Üç maç önce Romanya’yı sahasında yendiğimizde Dünya Kupasına katılma umudumuz komadan çıkmıştı. Estonya galibiyetiyle yoğun bakımdan da çıkardık onu. Hollanda’yı devirip taburcu ettirmeliydik.
Andora’yı, Estonya’yı ve hatta Romanya’yı yenmek büyük marifet miydi; marifet Hollanda’yı yenmekte miydi?
Evet, elbette Hollanda’yı yenmekteydi. Aslında marifet, 5 puan yitirdiğimiz Macar maçlarının ikisini de kazanmaktı. Eğer dün ilk golü yedikten sonra gösterdiğimiz istekliliği, özgüveni, beceriyi o maçlarda da gösterebilse idik her şeyimizi son maçta Avrupa’nın en formda milli takımını yenmeye bağlamazdık. Akla Avcı’yı ve o dönemi de bu dönemi de oynayan futbolcuları sorgulamak geliyor. Futbolcuyu da sorguluyorum, çünkü ulusal forma içinde işe kendini verebilmek için teknik adam katkısına gerek olmamalı.
Maça başlarken avantajlı olan her şeyi ile rakibimizdi. Terim, onların daha etkili hücum ettiğini ve öncelikle bunu önlemek zorunda olduğunu ama yanı sıra ille de hücum zenginliği yaratmamız gerektiğini, önceki maça göre G.Töre-Olcan değişikliği ile gösterdi. Töre’nin savunma yanı cılızdı, ama Olcan bu yıl savunma ağırlıklı oynamaktaydı.
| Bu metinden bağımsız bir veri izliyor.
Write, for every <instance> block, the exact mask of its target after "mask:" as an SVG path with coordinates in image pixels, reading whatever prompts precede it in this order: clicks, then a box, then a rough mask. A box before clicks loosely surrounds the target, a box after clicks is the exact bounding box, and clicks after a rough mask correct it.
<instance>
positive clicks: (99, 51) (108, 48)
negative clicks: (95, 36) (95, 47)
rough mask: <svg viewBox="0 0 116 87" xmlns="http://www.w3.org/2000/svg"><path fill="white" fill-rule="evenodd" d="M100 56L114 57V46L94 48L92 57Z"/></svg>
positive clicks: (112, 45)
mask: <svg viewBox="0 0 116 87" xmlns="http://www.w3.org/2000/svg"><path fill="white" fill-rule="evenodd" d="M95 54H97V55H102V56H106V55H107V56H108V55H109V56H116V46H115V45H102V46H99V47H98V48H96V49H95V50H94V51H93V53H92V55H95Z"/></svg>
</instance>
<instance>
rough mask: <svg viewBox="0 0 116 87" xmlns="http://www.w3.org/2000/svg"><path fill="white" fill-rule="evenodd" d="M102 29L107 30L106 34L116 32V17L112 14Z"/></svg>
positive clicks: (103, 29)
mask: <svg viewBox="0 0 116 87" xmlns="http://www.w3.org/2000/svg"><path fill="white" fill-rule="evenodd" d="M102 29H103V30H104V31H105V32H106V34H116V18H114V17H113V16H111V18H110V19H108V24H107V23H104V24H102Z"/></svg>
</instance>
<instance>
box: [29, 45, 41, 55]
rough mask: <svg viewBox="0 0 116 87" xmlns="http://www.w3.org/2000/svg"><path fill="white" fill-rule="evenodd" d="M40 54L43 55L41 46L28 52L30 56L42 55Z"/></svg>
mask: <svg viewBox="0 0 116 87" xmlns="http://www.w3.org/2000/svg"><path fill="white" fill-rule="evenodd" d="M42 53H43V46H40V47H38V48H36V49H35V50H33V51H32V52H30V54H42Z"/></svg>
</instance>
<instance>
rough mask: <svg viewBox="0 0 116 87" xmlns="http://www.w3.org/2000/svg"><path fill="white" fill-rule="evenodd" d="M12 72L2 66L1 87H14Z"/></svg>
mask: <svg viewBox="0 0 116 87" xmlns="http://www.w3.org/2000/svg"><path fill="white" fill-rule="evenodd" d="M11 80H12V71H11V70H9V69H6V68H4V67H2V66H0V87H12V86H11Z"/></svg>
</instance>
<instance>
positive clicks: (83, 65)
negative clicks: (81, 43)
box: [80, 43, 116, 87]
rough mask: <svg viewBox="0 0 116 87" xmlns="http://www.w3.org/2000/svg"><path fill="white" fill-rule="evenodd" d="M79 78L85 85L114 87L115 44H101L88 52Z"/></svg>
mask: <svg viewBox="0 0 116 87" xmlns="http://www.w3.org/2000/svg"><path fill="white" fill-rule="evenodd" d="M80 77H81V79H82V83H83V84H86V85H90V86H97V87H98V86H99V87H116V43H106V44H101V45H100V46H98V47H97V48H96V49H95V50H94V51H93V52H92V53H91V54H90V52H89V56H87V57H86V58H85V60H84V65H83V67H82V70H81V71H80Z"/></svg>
Ne yazık ki iyi yanımızı daha devreye sokamadan kötü yanımızı sergiledik. Bir serbest atışı karşılamakta müthiş bir acemilik gösterip golü yedik! Böyle bir duruma düşmenin bile havamızı bozmaması güzelliğimizdi. Çabuklaşmamız gerekiyordu, çabuklaştık. Tempo gerekiyordu, ona zorladık kendimizi. Hücumda savunmada çoğalma gerekiyordu, onu da becerdik. Ama şu gerçek ki bizim çabukluğumuz, hızımız kendi iyimiz olsa da Hollanda’yı sindirecek boyutta değildi. Pozisyonu da bulsak gole ulaşamamak, ikinci yarı başında bizim Hollandalılar Kuyt-Sneijder organizasyonu ile bir gol daha yiyivermek, havamızı boşalttı. İkinci yarıyı umut kırılmasının etkisinde oynadık. Bu dönemde bile gösterdiğimiz performans, Olcay ile G.Töre’nin katılmasıyla artırdığımız hücum gücü ‘keşke’ dedirtti. Keşke şu Macar maçlarını böyle oynayabilseydik... Dilerim bir daha bu pişmanlıkları yaşamayız.